Saas Isn't Coming Back. Something Much Bigger Is Replacing It
The next wave of software will be AI-native, industry-specific platforms, writes guest author Richard de Silva who believes the biggest winners will be vertical AI companies with deep domain expertise, proprietary data and strong customer relationships, as these advantages create durable competitive moats that generic horizontal SaaS products cannot match.
Key Takeaways
- Guest Author By Richard de Silva It used to be that if you invested in SaaS, you slept well at night.
Returns were predictable because the business model was subscription-based and incredibly scalable: build a horizontal cloud-based platform to target as wide a market as possible, charge per seat and grow by expanding the user base.
- We would argue that these infrastructure platforms enable the next wave of software innovation: AI-native software that automates and enables the $2 trillion white-collar services market.
Generic, horizontal SaaS, as we know it, is a declining legacy model (like on-premise software before it), but investors still have reason to be optimistic about the software market.
- Technology companies facing that reality have to choose a new path forward beyond connecting people's workflow: perform and charge for the actual work done (usage) or based on outcomes (ROI).
A legal AI platform charges per contract drafted, doing the work of a lawyer.
- The companies that adapt will build faster, deliver more value and command a premium for it.
Horizontal is a liability Generic horizontal SaaS is the most vulnerable to this changing market.
- Proprietary data that drives decision-making and is closely held by customers and inaccessible to frontier models.
Stats & Key Facts
- #January's $300 billion single-session wipeout is a leading indicator that the old SaaS model has passed its peak.

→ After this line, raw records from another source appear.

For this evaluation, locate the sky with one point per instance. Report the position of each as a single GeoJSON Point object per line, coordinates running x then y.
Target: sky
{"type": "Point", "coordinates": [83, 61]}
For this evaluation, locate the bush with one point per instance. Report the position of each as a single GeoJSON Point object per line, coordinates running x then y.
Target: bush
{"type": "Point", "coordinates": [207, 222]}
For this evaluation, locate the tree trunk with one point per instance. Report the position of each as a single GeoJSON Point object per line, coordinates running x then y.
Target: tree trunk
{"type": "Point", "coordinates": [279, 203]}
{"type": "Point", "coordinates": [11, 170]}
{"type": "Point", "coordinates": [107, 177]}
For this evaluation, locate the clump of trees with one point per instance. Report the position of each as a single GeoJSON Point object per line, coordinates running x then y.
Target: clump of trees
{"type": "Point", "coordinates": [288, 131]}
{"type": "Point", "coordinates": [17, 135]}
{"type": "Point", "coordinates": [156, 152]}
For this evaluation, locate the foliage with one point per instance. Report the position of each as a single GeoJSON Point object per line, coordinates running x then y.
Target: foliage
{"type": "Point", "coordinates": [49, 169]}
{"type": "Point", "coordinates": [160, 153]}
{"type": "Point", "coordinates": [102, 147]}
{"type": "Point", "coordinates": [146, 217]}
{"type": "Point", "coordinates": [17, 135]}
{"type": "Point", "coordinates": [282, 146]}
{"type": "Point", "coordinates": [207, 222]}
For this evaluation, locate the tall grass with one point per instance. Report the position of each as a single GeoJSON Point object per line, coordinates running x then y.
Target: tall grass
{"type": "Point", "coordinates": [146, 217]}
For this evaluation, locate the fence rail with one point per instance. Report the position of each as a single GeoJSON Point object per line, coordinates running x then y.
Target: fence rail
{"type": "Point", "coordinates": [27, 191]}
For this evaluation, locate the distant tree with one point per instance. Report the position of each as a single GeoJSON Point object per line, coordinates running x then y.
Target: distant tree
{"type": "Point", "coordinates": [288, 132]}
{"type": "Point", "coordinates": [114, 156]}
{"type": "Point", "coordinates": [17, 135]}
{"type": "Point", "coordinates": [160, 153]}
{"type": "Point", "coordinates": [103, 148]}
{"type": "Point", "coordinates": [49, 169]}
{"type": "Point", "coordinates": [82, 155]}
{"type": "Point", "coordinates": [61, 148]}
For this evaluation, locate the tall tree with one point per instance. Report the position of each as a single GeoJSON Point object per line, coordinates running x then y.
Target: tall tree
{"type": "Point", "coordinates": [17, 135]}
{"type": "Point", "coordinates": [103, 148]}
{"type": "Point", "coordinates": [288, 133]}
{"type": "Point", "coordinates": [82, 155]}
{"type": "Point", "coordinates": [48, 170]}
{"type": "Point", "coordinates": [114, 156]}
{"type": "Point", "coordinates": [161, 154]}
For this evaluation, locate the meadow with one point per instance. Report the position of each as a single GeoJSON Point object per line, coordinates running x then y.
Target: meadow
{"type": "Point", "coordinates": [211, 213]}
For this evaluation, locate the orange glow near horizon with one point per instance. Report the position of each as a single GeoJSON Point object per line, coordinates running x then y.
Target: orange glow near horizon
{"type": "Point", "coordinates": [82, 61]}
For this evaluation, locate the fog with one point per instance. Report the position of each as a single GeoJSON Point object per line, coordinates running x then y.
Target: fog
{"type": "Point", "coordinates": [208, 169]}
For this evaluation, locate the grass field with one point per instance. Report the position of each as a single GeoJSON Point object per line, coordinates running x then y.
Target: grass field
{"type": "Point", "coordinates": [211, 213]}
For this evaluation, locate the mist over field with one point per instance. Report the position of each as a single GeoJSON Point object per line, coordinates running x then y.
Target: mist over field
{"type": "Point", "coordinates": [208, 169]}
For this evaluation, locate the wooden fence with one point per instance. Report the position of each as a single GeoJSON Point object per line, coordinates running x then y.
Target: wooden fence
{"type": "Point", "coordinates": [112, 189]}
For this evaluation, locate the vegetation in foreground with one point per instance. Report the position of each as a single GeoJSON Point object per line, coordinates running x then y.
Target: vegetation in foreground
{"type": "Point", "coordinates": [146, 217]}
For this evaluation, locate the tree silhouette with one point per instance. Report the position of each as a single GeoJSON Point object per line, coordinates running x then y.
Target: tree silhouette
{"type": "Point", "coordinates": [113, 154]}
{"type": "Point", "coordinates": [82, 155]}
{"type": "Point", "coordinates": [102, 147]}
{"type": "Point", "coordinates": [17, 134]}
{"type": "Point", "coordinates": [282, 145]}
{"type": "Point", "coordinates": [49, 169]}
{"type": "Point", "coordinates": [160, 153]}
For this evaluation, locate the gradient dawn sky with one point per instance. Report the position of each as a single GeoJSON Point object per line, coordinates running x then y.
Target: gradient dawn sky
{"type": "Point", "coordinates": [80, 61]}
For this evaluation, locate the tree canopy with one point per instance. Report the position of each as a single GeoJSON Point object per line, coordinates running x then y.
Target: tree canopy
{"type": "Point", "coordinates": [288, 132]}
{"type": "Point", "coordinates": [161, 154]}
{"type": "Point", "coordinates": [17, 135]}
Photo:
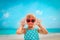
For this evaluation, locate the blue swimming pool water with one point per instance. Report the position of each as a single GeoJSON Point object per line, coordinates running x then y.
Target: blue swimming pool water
{"type": "Point", "coordinates": [13, 31]}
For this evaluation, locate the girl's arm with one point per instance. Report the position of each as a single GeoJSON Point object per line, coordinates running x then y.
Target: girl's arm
{"type": "Point", "coordinates": [42, 30]}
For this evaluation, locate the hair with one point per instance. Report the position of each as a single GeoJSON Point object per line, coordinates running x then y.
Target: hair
{"type": "Point", "coordinates": [30, 15]}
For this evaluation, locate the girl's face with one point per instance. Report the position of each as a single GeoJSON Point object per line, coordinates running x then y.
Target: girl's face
{"type": "Point", "coordinates": [30, 21]}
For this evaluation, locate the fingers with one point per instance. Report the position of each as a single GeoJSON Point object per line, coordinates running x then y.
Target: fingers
{"type": "Point", "coordinates": [23, 22]}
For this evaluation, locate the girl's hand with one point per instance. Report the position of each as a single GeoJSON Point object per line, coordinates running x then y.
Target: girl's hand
{"type": "Point", "coordinates": [38, 22]}
{"type": "Point", "coordinates": [23, 22]}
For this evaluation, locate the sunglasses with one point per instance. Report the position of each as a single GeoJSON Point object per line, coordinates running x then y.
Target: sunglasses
{"type": "Point", "coordinates": [30, 20]}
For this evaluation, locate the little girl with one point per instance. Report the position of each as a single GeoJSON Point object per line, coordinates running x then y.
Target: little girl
{"type": "Point", "coordinates": [31, 33]}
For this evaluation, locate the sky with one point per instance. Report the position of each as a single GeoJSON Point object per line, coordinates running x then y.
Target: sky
{"type": "Point", "coordinates": [13, 11]}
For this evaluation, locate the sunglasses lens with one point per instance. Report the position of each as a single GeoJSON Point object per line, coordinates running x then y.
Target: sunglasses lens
{"type": "Point", "coordinates": [33, 21]}
{"type": "Point", "coordinates": [28, 20]}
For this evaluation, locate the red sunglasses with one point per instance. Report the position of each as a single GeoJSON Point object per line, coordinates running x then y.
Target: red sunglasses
{"type": "Point", "coordinates": [30, 20]}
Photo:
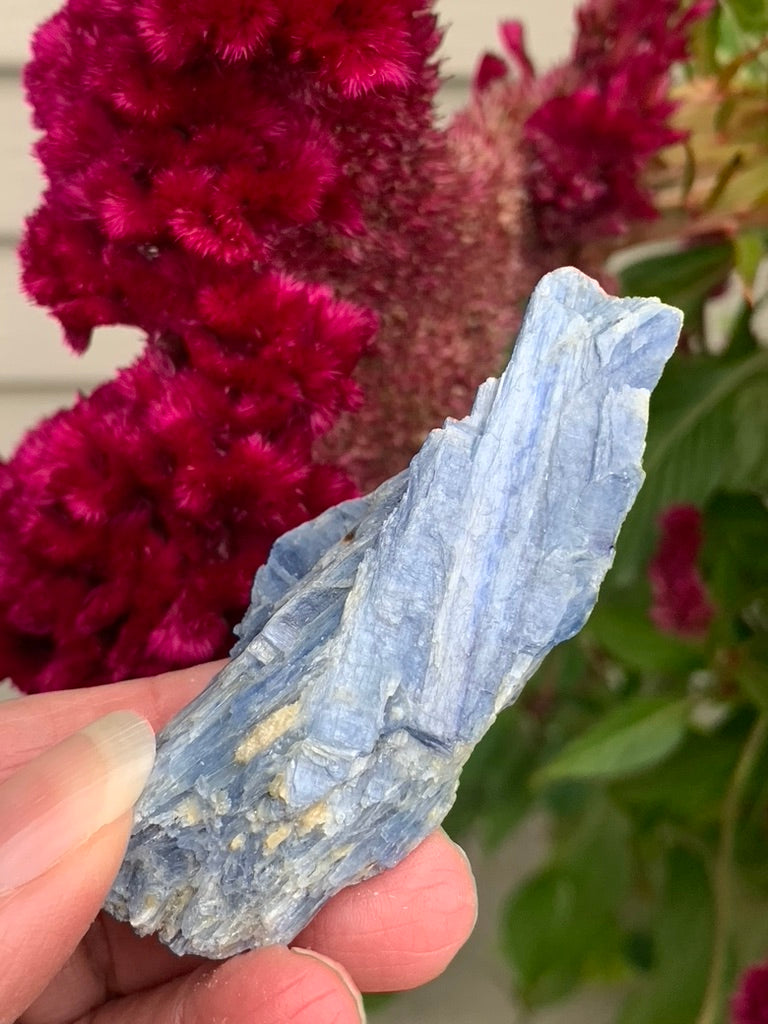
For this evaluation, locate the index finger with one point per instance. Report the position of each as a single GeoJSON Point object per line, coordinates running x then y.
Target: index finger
{"type": "Point", "coordinates": [30, 725]}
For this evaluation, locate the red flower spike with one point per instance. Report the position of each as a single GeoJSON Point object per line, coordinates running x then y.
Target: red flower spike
{"type": "Point", "coordinates": [221, 173]}
{"type": "Point", "coordinates": [681, 604]}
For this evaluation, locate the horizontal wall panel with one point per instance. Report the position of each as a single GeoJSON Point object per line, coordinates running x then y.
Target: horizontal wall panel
{"type": "Point", "coordinates": [22, 410]}
{"type": "Point", "coordinates": [23, 181]}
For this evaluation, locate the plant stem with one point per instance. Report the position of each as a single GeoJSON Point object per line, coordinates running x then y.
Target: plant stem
{"type": "Point", "coordinates": [723, 872]}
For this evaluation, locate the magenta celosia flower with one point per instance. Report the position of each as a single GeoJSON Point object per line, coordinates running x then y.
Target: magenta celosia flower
{"type": "Point", "coordinates": [597, 120]}
{"type": "Point", "coordinates": [750, 1005]}
{"type": "Point", "coordinates": [256, 184]}
{"type": "Point", "coordinates": [680, 601]}
{"type": "Point", "coordinates": [203, 161]}
{"type": "Point", "coordinates": [131, 525]}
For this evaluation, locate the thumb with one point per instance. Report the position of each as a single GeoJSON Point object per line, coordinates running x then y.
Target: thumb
{"type": "Point", "coordinates": [65, 822]}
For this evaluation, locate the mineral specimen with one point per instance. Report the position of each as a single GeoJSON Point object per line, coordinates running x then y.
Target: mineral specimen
{"type": "Point", "coordinates": [384, 637]}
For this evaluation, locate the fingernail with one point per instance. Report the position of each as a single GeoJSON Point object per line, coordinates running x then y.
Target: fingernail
{"type": "Point", "coordinates": [56, 802]}
{"type": "Point", "coordinates": [342, 974]}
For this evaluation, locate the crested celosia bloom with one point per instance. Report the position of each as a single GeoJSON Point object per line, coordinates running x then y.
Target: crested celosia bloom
{"type": "Point", "coordinates": [750, 1005]}
{"type": "Point", "coordinates": [261, 187]}
{"type": "Point", "coordinates": [132, 524]}
{"type": "Point", "coordinates": [680, 602]}
{"type": "Point", "coordinates": [595, 122]}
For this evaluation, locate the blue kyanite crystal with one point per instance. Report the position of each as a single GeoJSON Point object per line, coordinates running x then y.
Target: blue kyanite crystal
{"type": "Point", "coordinates": [384, 637]}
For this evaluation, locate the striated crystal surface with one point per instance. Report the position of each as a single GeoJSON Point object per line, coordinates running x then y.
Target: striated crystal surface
{"type": "Point", "coordinates": [385, 636]}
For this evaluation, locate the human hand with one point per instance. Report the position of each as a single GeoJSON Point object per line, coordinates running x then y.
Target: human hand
{"type": "Point", "coordinates": [66, 801]}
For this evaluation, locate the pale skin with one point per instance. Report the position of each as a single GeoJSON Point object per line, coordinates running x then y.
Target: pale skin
{"type": "Point", "coordinates": [65, 963]}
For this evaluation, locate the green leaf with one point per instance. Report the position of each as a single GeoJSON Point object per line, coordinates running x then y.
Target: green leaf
{"type": "Point", "coordinates": [749, 249]}
{"type": "Point", "coordinates": [626, 632]}
{"type": "Point", "coordinates": [683, 279]}
{"type": "Point", "coordinates": [752, 672]}
{"type": "Point", "coordinates": [734, 557]}
{"type": "Point", "coordinates": [681, 950]}
{"type": "Point", "coordinates": [692, 450]}
{"type": "Point", "coordinates": [561, 926]}
{"type": "Point", "coordinates": [752, 15]}
{"type": "Point", "coordinates": [688, 786]}
{"type": "Point", "coordinates": [494, 794]}
{"type": "Point", "coordinates": [631, 738]}
{"type": "Point", "coordinates": [751, 441]}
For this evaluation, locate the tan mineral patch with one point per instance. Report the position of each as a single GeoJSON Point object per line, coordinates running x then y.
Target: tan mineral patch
{"type": "Point", "coordinates": [273, 840]}
{"type": "Point", "coordinates": [265, 733]}
{"type": "Point", "coordinates": [278, 788]}
{"type": "Point", "coordinates": [189, 811]}
{"type": "Point", "coordinates": [314, 817]}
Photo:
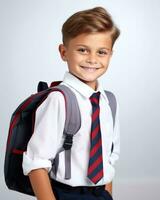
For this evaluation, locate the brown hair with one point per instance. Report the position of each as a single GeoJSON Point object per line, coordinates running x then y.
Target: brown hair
{"type": "Point", "coordinates": [89, 21]}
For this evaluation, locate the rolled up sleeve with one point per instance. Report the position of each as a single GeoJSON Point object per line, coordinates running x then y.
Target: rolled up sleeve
{"type": "Point", "coordinates": [47, 135]}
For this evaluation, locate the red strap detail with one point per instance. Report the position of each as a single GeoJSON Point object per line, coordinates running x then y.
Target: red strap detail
{"type": "Point", "coordinates": [55, 83]}
{"type": "Point", "coordinates": [16, 151]}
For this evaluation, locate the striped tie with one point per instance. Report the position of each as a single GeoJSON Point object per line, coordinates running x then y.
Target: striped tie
{"type": "Point", "coordinates": [95, 168]}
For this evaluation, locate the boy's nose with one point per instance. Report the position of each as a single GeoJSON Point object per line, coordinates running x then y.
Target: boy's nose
{"type": "Point", "coordinates": [91, 60]}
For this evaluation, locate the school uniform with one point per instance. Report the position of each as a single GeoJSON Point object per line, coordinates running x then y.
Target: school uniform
{"type": "Point", "coordinates": [48, 138]}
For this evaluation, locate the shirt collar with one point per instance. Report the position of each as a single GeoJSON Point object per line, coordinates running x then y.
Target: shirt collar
{"type": "Point", "coordinates": [82, 88]}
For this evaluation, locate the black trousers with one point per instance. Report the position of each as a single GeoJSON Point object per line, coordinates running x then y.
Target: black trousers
{"type": "Point", "coordinates": [66, 192]}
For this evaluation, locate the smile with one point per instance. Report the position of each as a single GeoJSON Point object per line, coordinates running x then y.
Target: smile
{"type": "Point", "coordinates": [89, 69]}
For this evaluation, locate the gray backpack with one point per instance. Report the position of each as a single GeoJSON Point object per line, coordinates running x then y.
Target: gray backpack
{"type": "Point", "coordinates": [21, 129]}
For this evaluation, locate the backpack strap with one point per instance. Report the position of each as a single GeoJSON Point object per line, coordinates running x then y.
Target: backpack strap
{"type": "Point", "coordinates": [113, 104]}
{"type": "Point", "coordinates": [72, 125]}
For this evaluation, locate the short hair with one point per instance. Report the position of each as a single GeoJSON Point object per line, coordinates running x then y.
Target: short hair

- #We would argue that these infrastructure platforms enable the next wave of software innovation: AI-native software that automates and enables the $2 trillion white-collar services market.
- #A company that once needed 100 CRM licenses for its sales operations team may soon need just 50.

The next wave of software will be AI-native, industry-specific platforms, writes guest author Richard de Silva who believes the biggest winners will be vertical AI companies with deep domain expertise, proprietary data and strong customer relationships, as these advantages create durable competitive moats that generic horizontal SaaS products cannot match. Guest Author By Richard de Silva It used to be that if you invested in SaaS, you slept well at night. Returns were predictable because the business model was subscription-based and incredibly scalable: build a horizontal cloud-based platform to target as wide a market as possible, charge per seat and grow by expanding the user base.
Salesforce 1 , Workday and their peers returned billions to investors on that model. But now, due to AI, where AI agents are replacing humans as the user (through what the industry calls "headless" models) and upending the per-seat model, the SaaS market has lost its predictability. January's $300 billion single-session wipeout is a leading indicator that the old SaaS model has passed its peak.
Investors are retrenching and trying to predict what's next as the three frontier AI companies vault into the public markets at multitrillion-dollar valuations. We would argue that these infrastructure platforms enable the next wave of software innovation: AI-native software that automates and enables the $2 trillion white-collar services market. Generic, horizontal SaaS, as we know it, is a declining legacy model (like on-premise software before it), but investors still have reason to be optimistic about the software market.
For more details please read the original article at Crunchbase News.